Son différend se concentre sur les conditions équitables, raisonnables et non discriminatoires (FRAND) pour une licence pour utiliser les brevets de Lenovo et Ericsson.

Les litiges sur les licences FRAND ont donné naissance à des batailles juridiques mondiales dans l'industrie des télécommunications.

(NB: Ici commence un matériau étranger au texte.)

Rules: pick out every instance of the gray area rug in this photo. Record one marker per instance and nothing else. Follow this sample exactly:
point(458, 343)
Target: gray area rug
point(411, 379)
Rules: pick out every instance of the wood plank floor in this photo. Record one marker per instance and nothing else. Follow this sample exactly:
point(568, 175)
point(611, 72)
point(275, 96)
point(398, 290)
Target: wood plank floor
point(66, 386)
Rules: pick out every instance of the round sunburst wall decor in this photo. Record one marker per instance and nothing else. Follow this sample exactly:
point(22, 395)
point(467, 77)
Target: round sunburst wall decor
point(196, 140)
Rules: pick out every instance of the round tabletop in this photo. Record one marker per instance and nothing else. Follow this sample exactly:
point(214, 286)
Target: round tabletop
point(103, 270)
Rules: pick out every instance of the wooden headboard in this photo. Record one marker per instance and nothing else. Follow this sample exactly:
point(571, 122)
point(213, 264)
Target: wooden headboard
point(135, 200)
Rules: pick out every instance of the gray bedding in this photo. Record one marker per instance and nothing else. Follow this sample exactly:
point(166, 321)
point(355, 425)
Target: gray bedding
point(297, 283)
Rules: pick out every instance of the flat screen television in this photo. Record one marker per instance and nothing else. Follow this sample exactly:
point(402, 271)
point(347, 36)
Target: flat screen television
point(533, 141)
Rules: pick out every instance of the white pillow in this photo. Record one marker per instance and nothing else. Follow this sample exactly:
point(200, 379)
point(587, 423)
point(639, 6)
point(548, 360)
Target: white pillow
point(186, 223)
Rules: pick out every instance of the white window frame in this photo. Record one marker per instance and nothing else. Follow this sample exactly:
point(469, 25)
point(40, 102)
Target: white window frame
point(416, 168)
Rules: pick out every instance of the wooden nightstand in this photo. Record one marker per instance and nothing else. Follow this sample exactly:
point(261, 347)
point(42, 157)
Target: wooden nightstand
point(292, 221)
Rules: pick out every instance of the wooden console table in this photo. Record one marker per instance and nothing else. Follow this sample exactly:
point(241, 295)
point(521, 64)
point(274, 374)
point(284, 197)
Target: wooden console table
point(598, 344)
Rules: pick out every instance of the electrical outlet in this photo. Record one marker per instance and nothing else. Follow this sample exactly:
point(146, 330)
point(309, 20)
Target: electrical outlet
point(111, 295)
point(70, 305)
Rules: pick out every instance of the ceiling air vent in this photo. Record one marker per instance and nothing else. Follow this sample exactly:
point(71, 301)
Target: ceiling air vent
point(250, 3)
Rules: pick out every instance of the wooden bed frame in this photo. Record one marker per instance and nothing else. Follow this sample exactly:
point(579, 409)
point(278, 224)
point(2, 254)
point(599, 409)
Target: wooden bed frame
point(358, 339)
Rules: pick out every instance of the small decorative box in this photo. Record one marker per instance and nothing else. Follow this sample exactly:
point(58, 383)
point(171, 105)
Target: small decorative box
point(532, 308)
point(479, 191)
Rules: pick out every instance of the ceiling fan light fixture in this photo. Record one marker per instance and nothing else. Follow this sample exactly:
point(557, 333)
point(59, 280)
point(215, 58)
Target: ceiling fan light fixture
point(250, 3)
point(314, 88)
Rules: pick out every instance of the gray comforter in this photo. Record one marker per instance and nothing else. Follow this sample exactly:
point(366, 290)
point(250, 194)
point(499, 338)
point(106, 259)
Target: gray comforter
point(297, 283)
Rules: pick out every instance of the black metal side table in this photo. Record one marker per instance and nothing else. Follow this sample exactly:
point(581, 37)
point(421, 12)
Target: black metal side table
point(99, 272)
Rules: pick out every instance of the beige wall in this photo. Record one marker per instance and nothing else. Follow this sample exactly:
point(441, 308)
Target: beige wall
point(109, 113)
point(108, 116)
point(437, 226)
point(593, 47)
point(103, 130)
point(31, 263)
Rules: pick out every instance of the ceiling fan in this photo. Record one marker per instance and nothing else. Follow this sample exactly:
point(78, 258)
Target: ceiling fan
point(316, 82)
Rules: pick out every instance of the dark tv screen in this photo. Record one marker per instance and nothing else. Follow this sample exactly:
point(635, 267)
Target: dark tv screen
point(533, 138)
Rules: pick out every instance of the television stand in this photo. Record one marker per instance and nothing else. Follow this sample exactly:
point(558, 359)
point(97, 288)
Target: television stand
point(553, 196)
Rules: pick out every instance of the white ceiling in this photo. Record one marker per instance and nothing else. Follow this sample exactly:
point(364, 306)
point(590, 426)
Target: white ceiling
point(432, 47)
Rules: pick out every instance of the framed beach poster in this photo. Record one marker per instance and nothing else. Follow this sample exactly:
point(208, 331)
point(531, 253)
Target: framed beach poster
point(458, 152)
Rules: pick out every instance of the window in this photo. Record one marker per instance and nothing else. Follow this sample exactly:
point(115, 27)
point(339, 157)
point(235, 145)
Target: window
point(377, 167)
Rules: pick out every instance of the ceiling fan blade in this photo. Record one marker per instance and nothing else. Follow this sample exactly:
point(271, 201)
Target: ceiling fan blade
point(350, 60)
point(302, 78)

Les tribunaux anglais peuvent établir des conditions mondiales de frand, après un jugement de la Cour suprême du Royaume-Uni de 2020.

Lenovo déclare qu'il est prêt à accorder une licence

À Londres, Lenovo a demandé à une déclaration qu'une licence disposée accepterait une licence à court terme en attendant la détermination finale des conditions de frand.

Sa demande a été rejetée l'année dernière, mais la Cour d'appel a révoqué cette décision ce vendredi.

Le juge Richard Arnold a jugé qu'Ericsson ne se conformait pas de son obligation d'agir de bonne foi en soumettant des demandes dans les tribunaux étrangers même si Lenovo a déclaré qu'il accepterait les conditions de frand établies par les tribunaux anglais.

Il a déclaré que « une licence établie en position d'Ericsson signerait une licence provisoire avec Lenovo », et a ajouté qu'il espérait qu'Ericsson a décidé de le faire maintenant.

Arnold a également jugé que les conditions de Frand pour une licence provisoire impliqueraient que Lenovo a payé « une somme de neuf dollars » à Ericsson.

Le directeur juridique de Lenovo, Laura Quatela, a déclaré que la phrase « confirme non seulement que Lenovo est disposé à accorder une licence, mais renforce et réaffirme également notre engagement à défendre la transparence et les capitaux propres dans les licences de finition dans le monde ».